Porter’s Five Forces is a business tool that helping to analyze a company on its competition.
- Industry Rivalry
- Threat of New Entrants
- Threat of Substitutes
- Bargaining power of Buyers
- Bargaining power of Suppliers
Industry Rivalry: The Marketing strategy and pricing for the product which decides a company to be successful. The rivalry is an important one for any firm which goes through the market and dominate itself to be sustained. For the automobile industry, the competition would be very high and expected to increase even further.
Threat of New Entrants: New Entries are generally a threatening one for the existing companies. It may affect the profitability of an existing company, Even the changes in Government Policies would change the numbers in their revenue. So, ready to prevent on these threats would make a company on a better way.
Threat of Substitutes: Modern world gives an edge on every products or services. Every new on a same line of product makes as a Substitution, that reduce the prices to raise. You cannot go to the market directly with a high price, even had a required quality. Look out the technological opportunities to enhance your product by preventing from threats.

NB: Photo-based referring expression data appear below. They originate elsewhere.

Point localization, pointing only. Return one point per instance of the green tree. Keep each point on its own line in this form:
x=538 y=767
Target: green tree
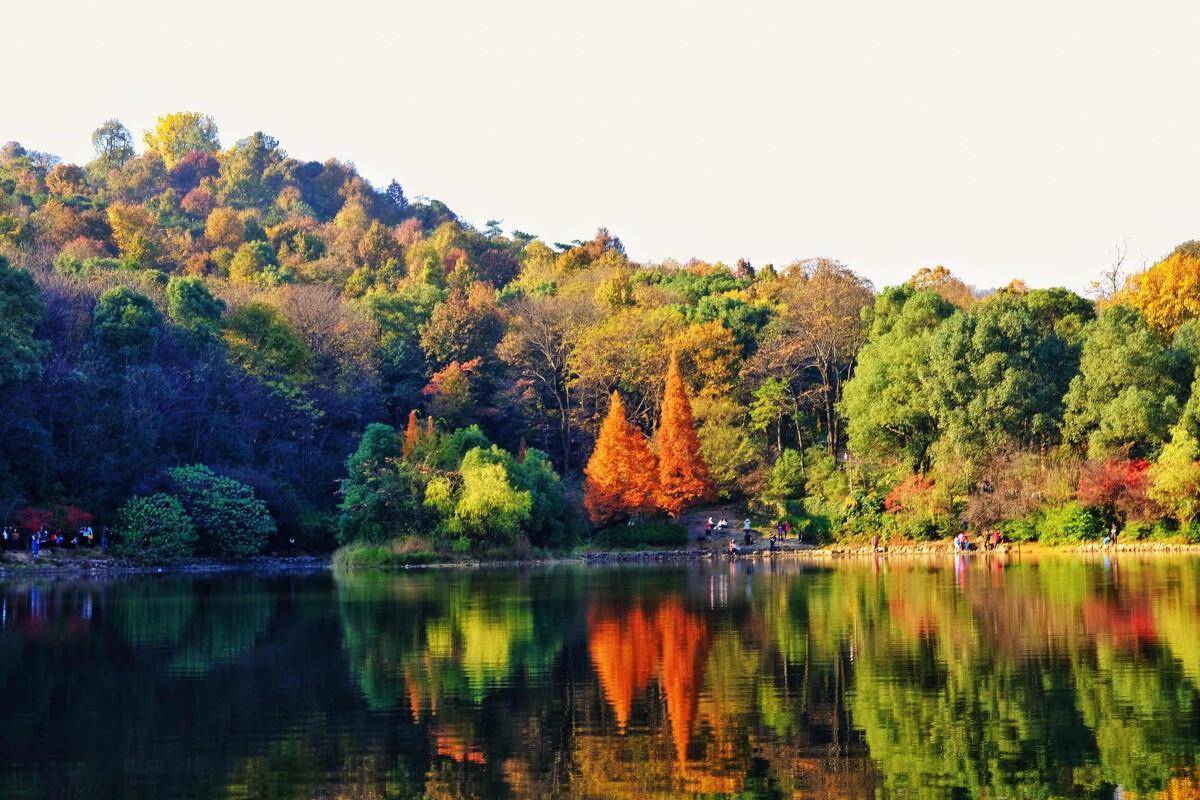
x=231 y=522
x=21 y=311
x=192 y=306
x=126 y=323
x=382 y=493
x=154 y=529
x=263 y=343
x=785 y=487
x=997 y=377
x=1127 y=392
x=888 y=411
x=178 y=134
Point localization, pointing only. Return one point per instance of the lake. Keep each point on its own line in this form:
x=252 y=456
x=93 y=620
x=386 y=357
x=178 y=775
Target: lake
x=951 y=678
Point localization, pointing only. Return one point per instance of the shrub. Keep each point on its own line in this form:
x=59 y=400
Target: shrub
x=1069 y=522
x=154 y=529
x=231 y=521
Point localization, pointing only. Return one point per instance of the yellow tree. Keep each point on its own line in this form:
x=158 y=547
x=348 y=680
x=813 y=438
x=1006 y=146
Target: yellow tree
x=412 y=434
x=1168 y=294
x=683 y=474
x=621 y=476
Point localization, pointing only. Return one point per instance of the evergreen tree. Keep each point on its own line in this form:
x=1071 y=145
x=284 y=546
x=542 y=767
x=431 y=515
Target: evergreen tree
x=622 y=473
x=683 y=474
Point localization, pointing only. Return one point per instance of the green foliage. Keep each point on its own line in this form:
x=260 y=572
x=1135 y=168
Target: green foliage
x=1069 y=523
x=264 y=344
x=888 y=409
x=154 y=529
x=126 y=323
x=786 y=485
x=231 y=521
x=21 y=311
x=382 y=494
x=996 y=377
x=192 y=306
x=1127 y=392
x=640 y=536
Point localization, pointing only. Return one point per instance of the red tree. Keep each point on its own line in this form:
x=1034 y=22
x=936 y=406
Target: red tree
x=622 y=471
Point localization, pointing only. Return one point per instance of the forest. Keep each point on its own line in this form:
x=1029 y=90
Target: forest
x=226 y=350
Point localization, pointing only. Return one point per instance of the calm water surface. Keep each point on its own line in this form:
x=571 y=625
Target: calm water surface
x=978 y=678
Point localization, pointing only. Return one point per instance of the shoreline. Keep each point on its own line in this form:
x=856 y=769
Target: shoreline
x=100 y=567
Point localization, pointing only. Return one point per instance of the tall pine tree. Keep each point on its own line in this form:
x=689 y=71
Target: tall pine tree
x=622 y=473
x=683 y=474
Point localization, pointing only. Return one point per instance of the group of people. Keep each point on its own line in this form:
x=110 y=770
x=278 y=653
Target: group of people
x=11 y=539
x=991 y=541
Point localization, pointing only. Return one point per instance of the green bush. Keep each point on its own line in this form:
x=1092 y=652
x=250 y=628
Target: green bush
x=1069 y=522
x=231 y=521
x=154 y=529
x=642 y=536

Bargaining Power of Buyers / Customers: Nowadays, the Customers are the deciding factor for any product. They have the ability to bargain the product or service on their consumer behavior. Availability of options on products or services will impact on price changes and reduce the profits. They are very informative on products.
Bargaining Power of Suppliers: Powerful Suppliers are the potential players in the market. They can demand on premium prices and limit the profit of a firm. Different prices on raw material, Presence of Substitute inputs, Services would impact on Suppliers to Companies.